Three Textile Artists you should know about

El Anatusi | Judith Scott | Benjamin Shine

Textiles have existed as an art form for a LOOOONG time. Think of tapestries in castles and intricate embroidery on frocks from hundreds of years ago.

Contemporary textiles push boundaries, challenge assumptions and intrigue viewers, and while there are many, many brilliant textile artists, I believe these are three you need to know about.

Benjamin Shine

Working with tulle, Shine bunches and then irons layers and layers of fabric to create ethereal faces and forms.
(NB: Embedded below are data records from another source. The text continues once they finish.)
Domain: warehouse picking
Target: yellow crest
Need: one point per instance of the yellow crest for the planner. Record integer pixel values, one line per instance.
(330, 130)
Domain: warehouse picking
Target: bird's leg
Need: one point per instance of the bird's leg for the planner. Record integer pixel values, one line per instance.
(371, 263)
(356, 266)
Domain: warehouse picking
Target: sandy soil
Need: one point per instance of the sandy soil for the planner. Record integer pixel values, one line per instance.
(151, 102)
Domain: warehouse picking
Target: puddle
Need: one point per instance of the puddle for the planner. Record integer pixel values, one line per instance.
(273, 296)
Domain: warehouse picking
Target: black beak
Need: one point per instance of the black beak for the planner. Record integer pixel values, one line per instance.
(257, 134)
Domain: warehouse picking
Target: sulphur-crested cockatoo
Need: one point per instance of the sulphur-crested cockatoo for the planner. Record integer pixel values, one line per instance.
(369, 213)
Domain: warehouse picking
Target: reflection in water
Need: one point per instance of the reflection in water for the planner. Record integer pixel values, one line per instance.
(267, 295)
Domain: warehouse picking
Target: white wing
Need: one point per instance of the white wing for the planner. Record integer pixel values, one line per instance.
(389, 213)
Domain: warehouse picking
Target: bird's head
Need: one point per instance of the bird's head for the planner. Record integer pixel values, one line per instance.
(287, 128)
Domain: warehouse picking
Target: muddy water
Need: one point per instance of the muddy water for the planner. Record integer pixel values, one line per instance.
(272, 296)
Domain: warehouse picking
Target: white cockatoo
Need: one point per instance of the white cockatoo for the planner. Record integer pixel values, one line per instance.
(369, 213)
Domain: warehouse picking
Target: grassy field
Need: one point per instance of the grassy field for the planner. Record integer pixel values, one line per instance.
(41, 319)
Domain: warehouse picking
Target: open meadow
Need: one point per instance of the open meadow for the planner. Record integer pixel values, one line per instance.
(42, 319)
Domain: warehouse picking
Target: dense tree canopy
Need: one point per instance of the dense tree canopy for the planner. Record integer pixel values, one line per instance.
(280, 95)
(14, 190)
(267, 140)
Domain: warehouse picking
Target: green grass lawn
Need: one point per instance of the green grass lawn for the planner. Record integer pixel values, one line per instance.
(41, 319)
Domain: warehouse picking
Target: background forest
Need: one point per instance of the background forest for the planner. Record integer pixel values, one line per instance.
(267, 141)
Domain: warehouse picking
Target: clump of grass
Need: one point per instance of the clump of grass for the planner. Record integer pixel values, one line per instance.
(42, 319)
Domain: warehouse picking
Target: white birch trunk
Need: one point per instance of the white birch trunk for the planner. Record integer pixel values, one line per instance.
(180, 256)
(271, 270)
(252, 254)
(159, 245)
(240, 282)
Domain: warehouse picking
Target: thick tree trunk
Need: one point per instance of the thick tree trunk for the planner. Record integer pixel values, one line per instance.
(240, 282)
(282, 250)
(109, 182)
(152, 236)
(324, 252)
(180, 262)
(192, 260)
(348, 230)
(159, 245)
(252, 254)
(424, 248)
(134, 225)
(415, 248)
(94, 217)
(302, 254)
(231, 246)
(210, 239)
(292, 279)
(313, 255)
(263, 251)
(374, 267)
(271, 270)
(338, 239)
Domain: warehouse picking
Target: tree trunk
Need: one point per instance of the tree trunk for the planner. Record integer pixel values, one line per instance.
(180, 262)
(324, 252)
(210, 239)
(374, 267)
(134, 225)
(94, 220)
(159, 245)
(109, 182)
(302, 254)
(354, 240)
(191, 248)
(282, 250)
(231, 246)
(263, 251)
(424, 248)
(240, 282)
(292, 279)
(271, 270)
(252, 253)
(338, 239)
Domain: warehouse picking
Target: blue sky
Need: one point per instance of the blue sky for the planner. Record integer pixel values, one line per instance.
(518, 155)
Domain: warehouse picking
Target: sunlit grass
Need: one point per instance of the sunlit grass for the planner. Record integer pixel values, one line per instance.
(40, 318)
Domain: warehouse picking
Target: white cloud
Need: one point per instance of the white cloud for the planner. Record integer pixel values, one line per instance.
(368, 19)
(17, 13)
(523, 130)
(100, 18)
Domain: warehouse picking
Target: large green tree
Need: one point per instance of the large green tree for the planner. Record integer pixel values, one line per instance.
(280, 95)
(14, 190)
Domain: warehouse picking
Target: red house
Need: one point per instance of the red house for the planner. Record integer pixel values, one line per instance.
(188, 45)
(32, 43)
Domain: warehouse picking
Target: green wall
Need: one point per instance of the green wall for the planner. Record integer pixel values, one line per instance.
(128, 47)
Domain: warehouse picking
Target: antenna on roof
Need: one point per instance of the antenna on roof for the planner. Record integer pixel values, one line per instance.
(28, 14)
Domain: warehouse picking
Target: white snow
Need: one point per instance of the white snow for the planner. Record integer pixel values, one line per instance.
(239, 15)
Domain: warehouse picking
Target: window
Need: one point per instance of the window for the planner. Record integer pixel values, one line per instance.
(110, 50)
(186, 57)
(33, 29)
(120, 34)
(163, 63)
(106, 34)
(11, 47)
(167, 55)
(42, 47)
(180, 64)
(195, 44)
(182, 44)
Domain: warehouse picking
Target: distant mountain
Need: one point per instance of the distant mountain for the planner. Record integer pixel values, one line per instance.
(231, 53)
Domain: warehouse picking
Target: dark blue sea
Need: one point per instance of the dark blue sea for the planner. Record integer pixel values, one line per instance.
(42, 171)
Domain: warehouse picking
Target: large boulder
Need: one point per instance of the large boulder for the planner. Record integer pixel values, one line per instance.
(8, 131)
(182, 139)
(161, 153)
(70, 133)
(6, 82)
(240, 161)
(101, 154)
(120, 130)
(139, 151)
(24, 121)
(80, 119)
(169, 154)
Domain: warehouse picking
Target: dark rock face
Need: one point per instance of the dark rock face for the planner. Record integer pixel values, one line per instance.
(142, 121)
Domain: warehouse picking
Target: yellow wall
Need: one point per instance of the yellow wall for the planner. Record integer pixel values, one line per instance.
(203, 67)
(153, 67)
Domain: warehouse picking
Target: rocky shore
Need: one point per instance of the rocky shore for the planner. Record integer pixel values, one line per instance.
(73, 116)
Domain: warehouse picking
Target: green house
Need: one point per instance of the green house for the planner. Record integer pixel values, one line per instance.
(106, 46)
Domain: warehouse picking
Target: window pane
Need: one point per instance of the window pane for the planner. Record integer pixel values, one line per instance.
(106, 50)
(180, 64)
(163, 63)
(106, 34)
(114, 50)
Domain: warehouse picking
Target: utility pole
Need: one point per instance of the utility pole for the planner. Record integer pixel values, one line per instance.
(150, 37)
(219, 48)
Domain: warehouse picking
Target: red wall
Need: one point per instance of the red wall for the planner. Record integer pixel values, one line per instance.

He’s collaborated with some of the world’s leading fashion brands, including Givenchy, Bergdorf Goodman and Beyonce.

“Created in collaboration with John Galliano for Maison Margiela, black tulle lining from inside the white trench coat escapes from the back seam, flowing around the body to reveal an intricately formed face.” –¬†benjaminshine.com/project-03/

He sculpts with fabric, in a painstaking process that is only made possible because of the intrinsic nature of the tulle he uses.

Find out more about Shine here 

Judith Scott

Scott’s work was instinctive – she wrapped almost every object she could get her hands on with a huge variety of threads, creating the pieces that became her voice.

Her work can appear somewhat haphazard at first glance, but when you look closer you start to see patterns and colour themes emerging. She was wildly creative and uninhibited by the original use of the objects she wrapped, completely transforming simple materials into complex and otherworldly creations.

Oh, and she was profoundly disabled.

She was born in the 1940’s with Down Syndrome and became deaf after a childhood illness, although her deafness remained undiagnosed until many years later. When she was 7 she was placed in an institution, and she remained there until her twin Joyce managed to obtain legal guardianship 35 years later.

Joyce enrolled Judith in a creative arts program, where she was encouraged to explore her talent and discovered her passion for thread.

Find out more about Judith here


El Anatusi

If you haven’t seen Anatusi’s works then you’re missing out.

He’s best known for his shimmering textile-like ‘woven’ works, constructed from thousands of discarded bottle caps and wire.

These large-scale pieces are ‘hung’ from gallery walls and they have a fabric-like drape, even though they are constructed from what are normally considered hard and inflexible objects.

He himself says that his work defies categorisation, and an intrinsic part of his practice is that his works take on new forms, every time they are hung. He has even covered buildings with them.